Now I work in healthcare and tragically the same seems to be true.  The pronouncements of policy makers (“economies from efficiency savings”? What again?) bear no relation to what we hear from the professionals in the NHS.  There’s either a kind of mass denial going on or a deep dishonesty.  And as for the posturing around the Junior Doctors’ dispute, I’m afraid truth was the first casualty.

The issue du jour, as I write, is the Panama papers.  The wealthy are avoiding tax by hiding their assets in tax havens – didn’t we already know this?  In the wake of Starbucksgate and Amazongate and (insert your own tax-avoiding multinational-gate here…) the UK Government promised to lead the charge against tax havens.  Now it seems they had their own trust funds in Panama all along.  Dust off that old photo of the Bullingdon Club, with Cameron, Osborne and Boris looking like posh twats.
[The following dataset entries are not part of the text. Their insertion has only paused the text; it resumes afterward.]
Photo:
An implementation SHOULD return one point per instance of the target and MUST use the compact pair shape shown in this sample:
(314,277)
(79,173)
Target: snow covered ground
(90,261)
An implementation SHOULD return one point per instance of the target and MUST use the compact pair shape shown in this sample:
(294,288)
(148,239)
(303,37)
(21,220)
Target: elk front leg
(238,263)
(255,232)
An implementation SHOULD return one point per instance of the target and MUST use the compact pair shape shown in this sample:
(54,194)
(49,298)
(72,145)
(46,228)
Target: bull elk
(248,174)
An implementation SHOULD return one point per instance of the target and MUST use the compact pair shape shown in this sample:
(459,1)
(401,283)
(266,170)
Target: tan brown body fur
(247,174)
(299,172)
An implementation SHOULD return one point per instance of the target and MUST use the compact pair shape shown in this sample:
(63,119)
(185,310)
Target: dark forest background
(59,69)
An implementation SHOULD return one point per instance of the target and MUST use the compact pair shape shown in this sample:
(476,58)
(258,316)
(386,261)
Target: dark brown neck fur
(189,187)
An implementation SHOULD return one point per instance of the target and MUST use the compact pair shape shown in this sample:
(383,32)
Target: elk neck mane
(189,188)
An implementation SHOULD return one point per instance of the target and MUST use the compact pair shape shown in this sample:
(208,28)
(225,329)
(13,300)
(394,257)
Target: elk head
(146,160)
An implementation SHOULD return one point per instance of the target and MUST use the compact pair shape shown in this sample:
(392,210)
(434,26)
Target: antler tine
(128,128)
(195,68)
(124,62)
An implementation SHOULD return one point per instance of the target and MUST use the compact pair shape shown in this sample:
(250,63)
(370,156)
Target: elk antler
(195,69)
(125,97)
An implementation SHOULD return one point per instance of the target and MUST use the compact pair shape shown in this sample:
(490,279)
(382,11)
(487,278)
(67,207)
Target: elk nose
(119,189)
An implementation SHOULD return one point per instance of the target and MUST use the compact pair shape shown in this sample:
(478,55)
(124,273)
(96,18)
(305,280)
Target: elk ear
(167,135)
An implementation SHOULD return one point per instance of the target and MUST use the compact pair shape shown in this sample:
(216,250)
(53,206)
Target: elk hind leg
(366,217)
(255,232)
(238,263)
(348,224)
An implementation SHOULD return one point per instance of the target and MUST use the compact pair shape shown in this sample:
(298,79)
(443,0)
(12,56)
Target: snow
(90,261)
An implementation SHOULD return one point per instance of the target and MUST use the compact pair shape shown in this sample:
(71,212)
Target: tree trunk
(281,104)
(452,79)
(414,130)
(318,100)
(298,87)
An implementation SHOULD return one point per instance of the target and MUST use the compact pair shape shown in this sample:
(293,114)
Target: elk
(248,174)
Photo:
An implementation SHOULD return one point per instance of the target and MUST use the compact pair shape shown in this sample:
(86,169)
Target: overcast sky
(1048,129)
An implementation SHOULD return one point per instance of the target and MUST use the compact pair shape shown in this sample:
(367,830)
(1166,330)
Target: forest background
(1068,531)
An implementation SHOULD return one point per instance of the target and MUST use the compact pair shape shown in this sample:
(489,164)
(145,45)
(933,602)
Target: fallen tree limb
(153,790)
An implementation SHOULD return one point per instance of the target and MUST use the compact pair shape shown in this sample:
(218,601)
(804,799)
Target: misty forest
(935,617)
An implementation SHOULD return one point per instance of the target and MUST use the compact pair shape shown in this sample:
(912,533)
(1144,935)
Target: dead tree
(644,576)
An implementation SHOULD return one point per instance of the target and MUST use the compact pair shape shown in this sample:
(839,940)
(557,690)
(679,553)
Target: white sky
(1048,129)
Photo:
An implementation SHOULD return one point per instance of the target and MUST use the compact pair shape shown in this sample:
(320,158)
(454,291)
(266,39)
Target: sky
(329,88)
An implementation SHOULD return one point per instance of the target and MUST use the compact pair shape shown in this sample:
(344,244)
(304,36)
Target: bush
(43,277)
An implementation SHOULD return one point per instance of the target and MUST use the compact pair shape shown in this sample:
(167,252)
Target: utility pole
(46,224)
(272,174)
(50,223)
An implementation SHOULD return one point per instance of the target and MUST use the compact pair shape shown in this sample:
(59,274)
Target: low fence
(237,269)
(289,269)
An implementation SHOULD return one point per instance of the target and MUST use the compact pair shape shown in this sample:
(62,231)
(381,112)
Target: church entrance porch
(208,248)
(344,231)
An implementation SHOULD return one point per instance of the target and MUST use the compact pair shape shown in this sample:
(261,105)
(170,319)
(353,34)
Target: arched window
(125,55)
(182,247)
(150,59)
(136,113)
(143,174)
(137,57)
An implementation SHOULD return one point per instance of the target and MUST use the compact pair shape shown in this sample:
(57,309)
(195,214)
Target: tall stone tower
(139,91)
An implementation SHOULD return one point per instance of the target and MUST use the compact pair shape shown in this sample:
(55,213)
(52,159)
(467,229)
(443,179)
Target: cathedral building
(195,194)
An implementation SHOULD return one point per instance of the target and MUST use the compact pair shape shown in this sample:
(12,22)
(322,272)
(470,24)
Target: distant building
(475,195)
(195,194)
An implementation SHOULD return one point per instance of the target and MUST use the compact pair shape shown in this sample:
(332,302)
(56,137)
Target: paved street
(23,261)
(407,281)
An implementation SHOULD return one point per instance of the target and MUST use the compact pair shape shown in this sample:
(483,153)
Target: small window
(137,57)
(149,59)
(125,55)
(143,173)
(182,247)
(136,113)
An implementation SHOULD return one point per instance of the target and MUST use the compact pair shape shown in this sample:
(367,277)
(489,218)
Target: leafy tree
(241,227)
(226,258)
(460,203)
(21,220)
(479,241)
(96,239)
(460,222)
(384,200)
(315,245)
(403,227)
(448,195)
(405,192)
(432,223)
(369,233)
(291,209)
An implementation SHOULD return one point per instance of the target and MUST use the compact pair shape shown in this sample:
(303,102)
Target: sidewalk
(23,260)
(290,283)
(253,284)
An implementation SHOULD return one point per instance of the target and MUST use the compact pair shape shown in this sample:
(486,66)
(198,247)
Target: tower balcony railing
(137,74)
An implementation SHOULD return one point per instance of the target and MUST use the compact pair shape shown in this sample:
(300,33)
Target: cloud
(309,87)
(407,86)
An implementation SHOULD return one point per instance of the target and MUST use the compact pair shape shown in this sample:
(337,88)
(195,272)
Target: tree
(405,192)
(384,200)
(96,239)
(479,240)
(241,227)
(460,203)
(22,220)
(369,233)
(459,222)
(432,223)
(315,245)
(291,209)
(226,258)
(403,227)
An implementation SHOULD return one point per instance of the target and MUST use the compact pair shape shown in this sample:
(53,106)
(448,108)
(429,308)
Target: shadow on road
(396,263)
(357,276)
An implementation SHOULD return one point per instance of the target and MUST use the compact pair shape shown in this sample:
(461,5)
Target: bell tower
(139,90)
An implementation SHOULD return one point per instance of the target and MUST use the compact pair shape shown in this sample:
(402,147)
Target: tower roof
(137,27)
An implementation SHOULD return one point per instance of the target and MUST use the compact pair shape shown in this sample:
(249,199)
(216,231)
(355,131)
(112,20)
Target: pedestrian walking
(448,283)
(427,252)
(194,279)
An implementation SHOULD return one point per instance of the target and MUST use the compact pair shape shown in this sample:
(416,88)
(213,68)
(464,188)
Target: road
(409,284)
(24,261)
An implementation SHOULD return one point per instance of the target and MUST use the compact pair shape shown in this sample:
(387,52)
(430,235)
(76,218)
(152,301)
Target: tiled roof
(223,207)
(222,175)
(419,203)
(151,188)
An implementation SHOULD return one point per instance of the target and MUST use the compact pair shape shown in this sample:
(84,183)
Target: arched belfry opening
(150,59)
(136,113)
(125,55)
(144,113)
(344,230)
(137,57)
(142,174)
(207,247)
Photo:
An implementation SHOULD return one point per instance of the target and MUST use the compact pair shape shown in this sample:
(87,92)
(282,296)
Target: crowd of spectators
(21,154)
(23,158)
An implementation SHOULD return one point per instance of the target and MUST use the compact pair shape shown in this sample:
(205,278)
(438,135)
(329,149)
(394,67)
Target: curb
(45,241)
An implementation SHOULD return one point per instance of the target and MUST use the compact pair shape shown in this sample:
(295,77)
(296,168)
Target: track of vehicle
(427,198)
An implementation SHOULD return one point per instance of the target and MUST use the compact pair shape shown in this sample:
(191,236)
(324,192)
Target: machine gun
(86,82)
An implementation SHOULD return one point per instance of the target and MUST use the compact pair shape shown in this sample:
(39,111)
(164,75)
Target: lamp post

Sadly, in those policy areas I know a bit about – and some I don’t – I see those charged with making it work simply ignoring the issues and fighting their own turf battles.  Should I assume that the same is true in every other policy area?

The only thing more depressing than the sheer hypocrisy of this is the fact that we’re only learning about it because of the PR tactics of their political opponents in the BREXIT campaign.

It made me think of the advertising campaign for the Camelot lottery.  We see common hate figures like Katy Bigot-whatsername and Laurence Llewelin-Flounce-a-lot and we’re urged to play the lottery – so they won’t win.  “Don’t let it be him”.  Weird but memorable.

I want someone to do some proper politics, please don’t let it be Brandt.

But, much as I want to dismiss Russell Brandt and the others who are asking us to reject our political leaders, tragically they do have a point.  This is how Jeremy Corbyn won the support of millions of disillusioned voters who want Labour to be the answer.

 

I wish. But sadly I don’t think it’s likely to be him, either.